AH, the old Royal upright typewriter.

I loved the one that sat so temptingly on my grandfather's desk in his home office. Before I could say my alphabet I loved to climb up on his desk chair and hit the keys - making a noise as it made a mark on a piece of paper.

After my grandfather died that typewriter eventually became mine. Talk about a bit of happiness. By that time I made those marks to make words and tried writing things that made sense only to me.

Shortly after Jim and I married we bought an old upright typewriter at the Goodwill in Baltimore.  I am sure we could not have paid more than $20 dollars for it, if that much, because we would not have had more money than that. Jim thought he would write his medical papers on it but he had never taken typing and his large, warm, steady hands were constantly thwarted by the machine.

I never took a typing course in high school either but my hands have always been so much more agile when playing with the clacking typewriter keys than when I tried to make music on the piano.

Jim worked long hours in those months of medical school after we were married. I was a lonely bride
adjusting to this new life alone in our apartment. Many hours the typewriter was the reassuring noise that kept me company. Writing letters, stories and articles.

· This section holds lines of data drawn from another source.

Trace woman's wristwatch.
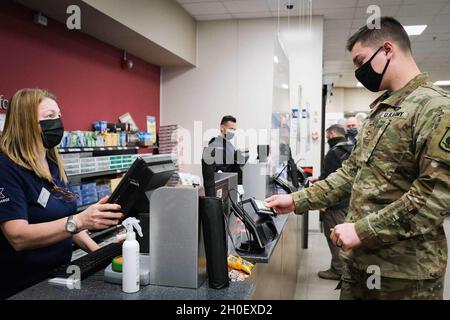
[66,215,78,234]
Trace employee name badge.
[38,187,50,208]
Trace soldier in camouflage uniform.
[266,18,450,299]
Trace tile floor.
[295,219,450,300]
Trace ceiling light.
[434,80,450,86]
[403,24,427,36]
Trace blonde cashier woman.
[0,89,122,299]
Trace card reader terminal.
[250,198,277,216]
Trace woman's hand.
[74,196,124,230]
[264,194,295,214]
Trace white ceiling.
[177,0,450,87]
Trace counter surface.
[10,215,288,300]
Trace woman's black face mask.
[355,46,391,92]
[39,118,64,150]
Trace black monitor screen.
[108,157,176,216]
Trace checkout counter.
[10,164,303,300]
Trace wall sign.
[0,94,9,110]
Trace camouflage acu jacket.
[293,74,450,279]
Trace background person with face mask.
[208,115,242,185]
[0,89,122,298]
[345,117,361,144]
[266,17,450,300]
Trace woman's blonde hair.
[0,89,67,183]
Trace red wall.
[0,0,160,131]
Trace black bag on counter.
[199,197,229,289]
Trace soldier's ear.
[382,41,398,59]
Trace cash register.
[49,155,176,280]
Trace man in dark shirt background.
[309,124,353,280]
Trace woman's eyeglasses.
[50,182,80,201]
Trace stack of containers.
[62,153,81,176]
[109,156,122,169]
[122,154,136,168]
[80,157,95,174]
[158,125,183,186]
[94,156,111,171]
[81,182,98,206]
[69,185,83,207]
[97,184,111,200]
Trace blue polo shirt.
[0,153,76,298]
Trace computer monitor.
[202,147,249,190]
[108,155,176,217]
[232,199,278,254]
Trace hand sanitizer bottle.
[122,218,142,293]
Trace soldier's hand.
[264,194,295,214]
[330,223,361,251]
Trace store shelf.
[67,168,129,179]
[58,146,158,154]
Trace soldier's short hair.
[325,124,346,137]
[347,17,411,52]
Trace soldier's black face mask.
[355,46,391,92]
[39,118,64,150]
[347,128,358,138]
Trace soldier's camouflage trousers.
[340,265,444,300]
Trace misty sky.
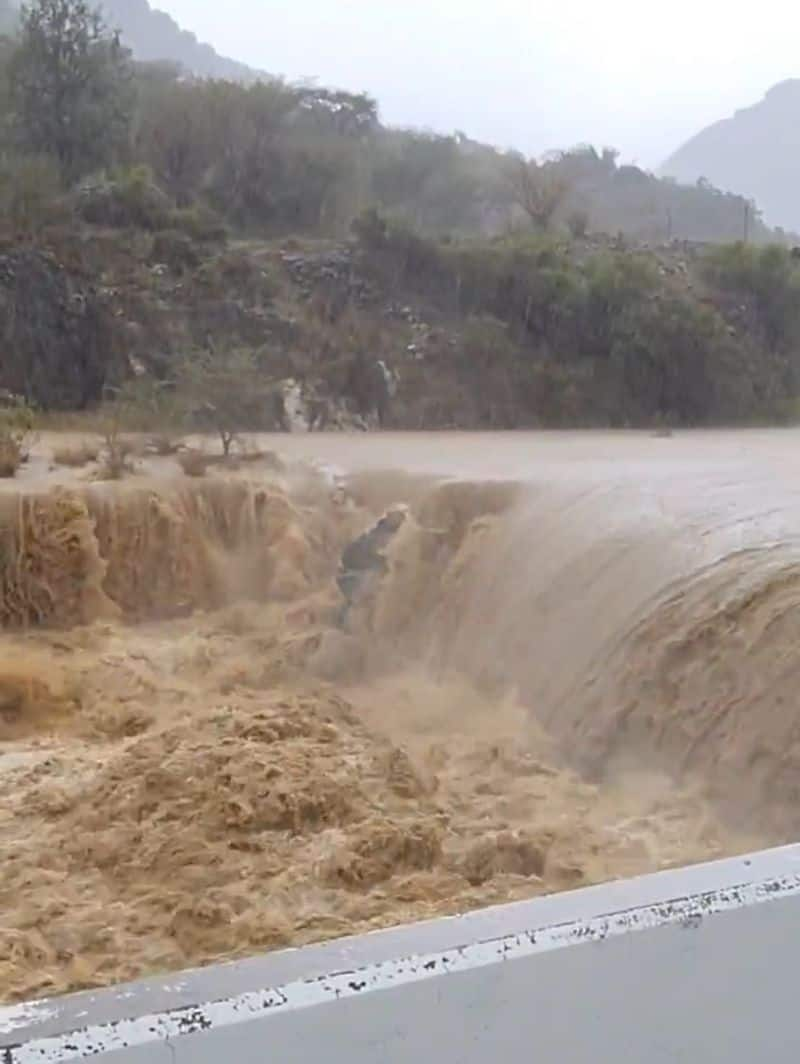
[153,0,800,167]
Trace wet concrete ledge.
[0,846,800,1064]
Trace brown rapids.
[0,432,800,999]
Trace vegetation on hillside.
[0,0,800,431]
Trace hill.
[0,0,264,82]
[662,79,800,231]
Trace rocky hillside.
[6,193,800,431]
[662,79,800,232]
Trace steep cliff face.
[662,79,800,231]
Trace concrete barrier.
[0,846,800,1064]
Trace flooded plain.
[0,430,800,999]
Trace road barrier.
[0,846,800,1064]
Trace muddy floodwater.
[0,430,800,1000]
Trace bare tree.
[509,155,569,230]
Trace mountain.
[661,79,800,232]
[7,0,266,81]
[102,0,259,81]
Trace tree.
[11,0,134,182]
[509,155,569,230]
[177,349,273,458]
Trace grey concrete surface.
[0,847,800,1064]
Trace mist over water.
[0,431,800,999]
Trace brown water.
[0,431,800,997]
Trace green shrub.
[0,155,68,236]
[77,166,172,232]
[0,396,36,479]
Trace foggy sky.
[152,0,800,168]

I even sold several for only a few dollars but it made me feel more productive than the day job I had at the hospital. That's how the seed of the the idea that I could create something from inside my head was planted.

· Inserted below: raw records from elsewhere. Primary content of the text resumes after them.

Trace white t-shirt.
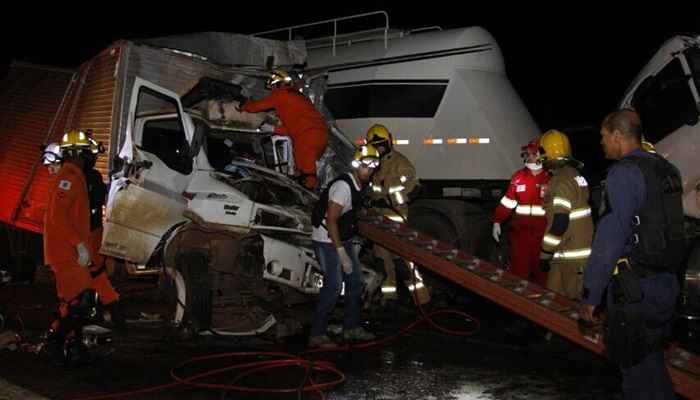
[311,174,362,243]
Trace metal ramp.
[360,216,700,399]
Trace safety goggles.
[41,151,63,165]
[352,158,379,169]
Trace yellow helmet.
[60,129,90,149]
[642,140,656,153]
[540,129,571,161]
[352,144,379,168]
[267,69,292,88]
[367,124,393,147]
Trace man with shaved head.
[581,109,683,400]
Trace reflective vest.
[311,173,365,241]
[621,154,685,272]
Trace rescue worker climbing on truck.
[540,129,593,299]
[366,124,430,306]
[492,140,550,287]
[580,110,685,400]
[42,130,96,364]
[240,69,328,189]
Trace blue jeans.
[608,273,678,400]
[311,240,364,336]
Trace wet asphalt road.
[0,270,636,400]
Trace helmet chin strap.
[525,162,542,171]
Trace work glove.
[258,122,275,133]
[491,222,501,243]
[336,246,352,274]
[540,251,552,272]
[75,242,90,267]
[369,197,389,208]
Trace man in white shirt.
[309,145,379,348]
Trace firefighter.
[492,140,550,287]
[309,145,379,348]
[366,124,430,304]
[580,110,684,400]
[540,129,593,299]
[43,131,97,364]
[84,132,125,329]
[240,69,328,189]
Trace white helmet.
[41,142,63,165]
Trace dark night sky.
[0,1,700,129]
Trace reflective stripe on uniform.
[515,205,545,217]
[408,282,425,292]
[501,196,518,210]
[554,247,591,260]
[569,207,591,220]
[552,197,572,210]
[542,233,561,246]
[389,185,406,194]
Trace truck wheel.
[408,200,493,258]
[408,209,459,247]
[161,252,212,333]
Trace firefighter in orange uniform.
[240,69,328,189]
[492,140,550,287]
[43,131,96,363]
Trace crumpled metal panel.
[137,32,306,66]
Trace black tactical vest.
[625,154,684,272]
[311,173,364,241]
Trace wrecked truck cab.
[102,78,380,337]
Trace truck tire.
[161,252,212,334]
[408,200,493,258]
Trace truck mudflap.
[360,215,700,399]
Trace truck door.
[101,78,194,264]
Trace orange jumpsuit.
[241,87,328,189]
[44,162,92,304]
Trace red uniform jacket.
[493,168,550,232]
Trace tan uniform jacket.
[370,150,418,214]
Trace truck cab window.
[632,58,698,143]
[136,88,192,175]
[684,47,700,93]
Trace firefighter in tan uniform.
[367,124,430,304]
[540,130,593,300]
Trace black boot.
[105,301,126,332]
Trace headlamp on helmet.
[41,143,63,165]
[352,144,379,169]
[266,69,292,88]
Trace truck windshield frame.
[632,57,698,143]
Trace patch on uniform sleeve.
[58,179,71,190]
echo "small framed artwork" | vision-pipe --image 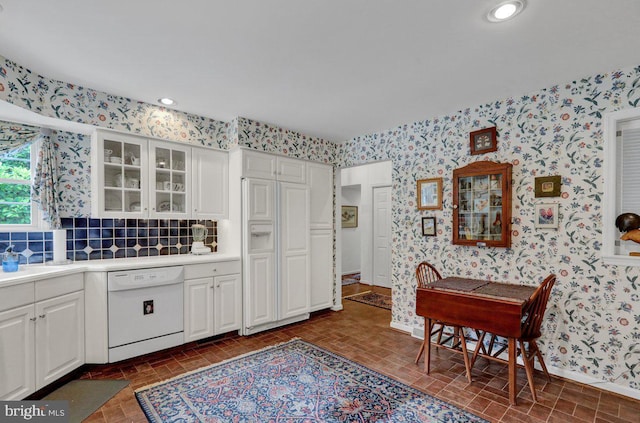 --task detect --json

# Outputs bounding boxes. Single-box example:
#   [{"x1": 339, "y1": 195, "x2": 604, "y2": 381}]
[
  {"x1": 469, "y1": 126, "x2": 498, "y2": 156},
  {"x1": 422, "y1": 217, "x2": 436, "y2": 236},
  {"x1": 534, "y1": 175, "x2": 562, "y2": 198},
  {"x1": 342, "y1": 206, "x2": 358, "y2": 228},
  {"x1": 418, "y1": 178, "x2": 442, "y2": 210},
  {"x1": 534, "y1": 203, "x2": 560, "y2": 229}
]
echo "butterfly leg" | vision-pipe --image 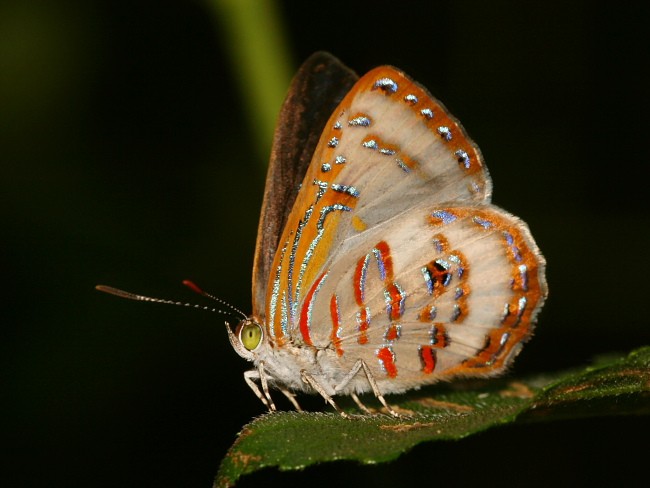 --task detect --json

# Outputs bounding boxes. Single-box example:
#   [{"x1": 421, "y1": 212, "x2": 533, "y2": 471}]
[
  {"x1": 300, "y1": 371, "x2": 350, "y2": 419},
  {"x1": 350, "y1": 392, "x2": 372, "y2": 415},
  {"x1": 244, "y1": 362, "x2": 277, "y2": 412},
  {"x1": 280, "y1": 388, "x2": 302, "y2": 412},
  {"x1": 334, "y1": 359, "x2": 399, "y2": 417}
]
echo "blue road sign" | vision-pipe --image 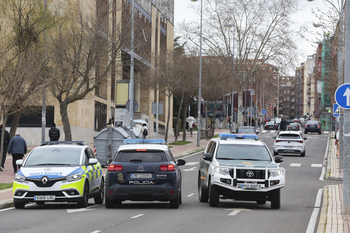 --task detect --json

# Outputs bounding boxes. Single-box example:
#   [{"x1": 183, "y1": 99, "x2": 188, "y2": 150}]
[
  {"x1": 333, "y1": 104, "x2": 339, "y2": 116},
  {"x1": 334, "y1": 83, "x2": 350, "y2": 109}
]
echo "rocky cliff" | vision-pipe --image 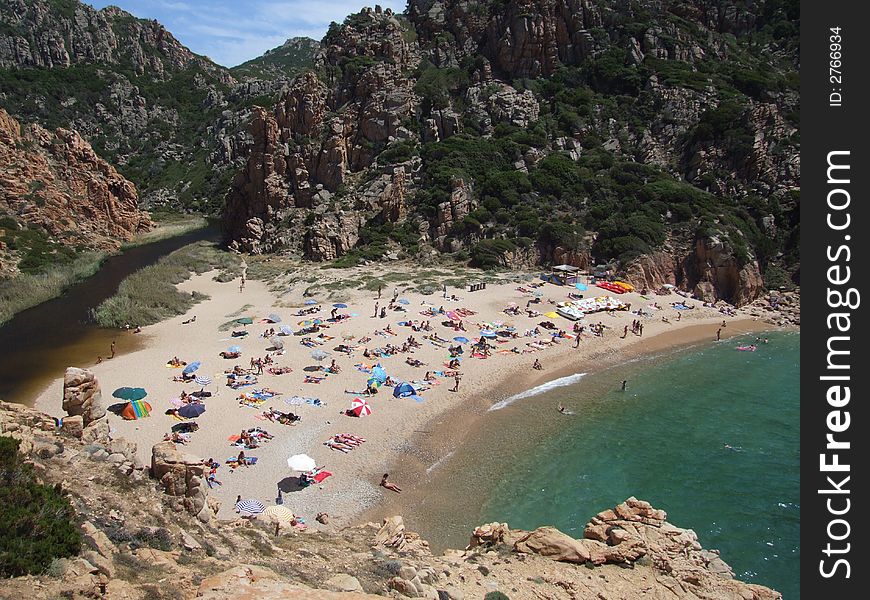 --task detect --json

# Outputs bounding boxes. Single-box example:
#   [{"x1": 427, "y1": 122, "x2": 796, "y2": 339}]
[
  {"x1": 0, "y1": 0, "x2": 316, "y2": 213},
  {"x1": 0, "y1": 109, "x2": 151, "y2": 272},
  {"x1": 0, "y1": 398, "x2": 782, "y2": 600},
  {"x1": 225, "y1": 0, "x2": 800, "y2": 303}
]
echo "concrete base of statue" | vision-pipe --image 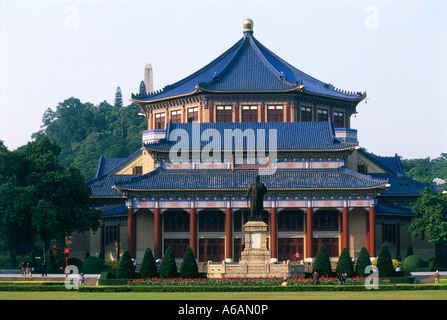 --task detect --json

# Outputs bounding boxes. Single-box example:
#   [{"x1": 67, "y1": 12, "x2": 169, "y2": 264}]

There have always been typewriters in our home. Many. They changed over the years from the old upright, to the sporty blue portable, to the wondrous IBM Selectric of the 1960s, 70s and 80s. Who ever thought anything would eclipse the Selectric - but the computer came along.
Even though it was silent, it had seductive skills of memory which lured me away from my old typewriters.

Our first computer was a "luggable" which I could hardly lift. These days I carry a mini-ipad in my purse so I can sort-of type on a touch screen where ever I am.

But its not close, not even close,  to the wonderful sound of making noise on an old upright - a real typewriter.

That's why I keep all our old typewriters - just in case!

1 comment:

Anonymous said...

Sweet memories! I gave away my spiffiest typewriter to a student who spoke longingly of the typewriter she MIGHT get for Christmas. I had to wipe dust off its case because the computer had taken over my writing. I do still have somewhere the first typewriter I owned, not useful, but sentimental.
One can get an app to duplicate the sounds, and I believe there is also a way to attach a keyboard that works like a typewriter. I haven't looked into either, but I do remember.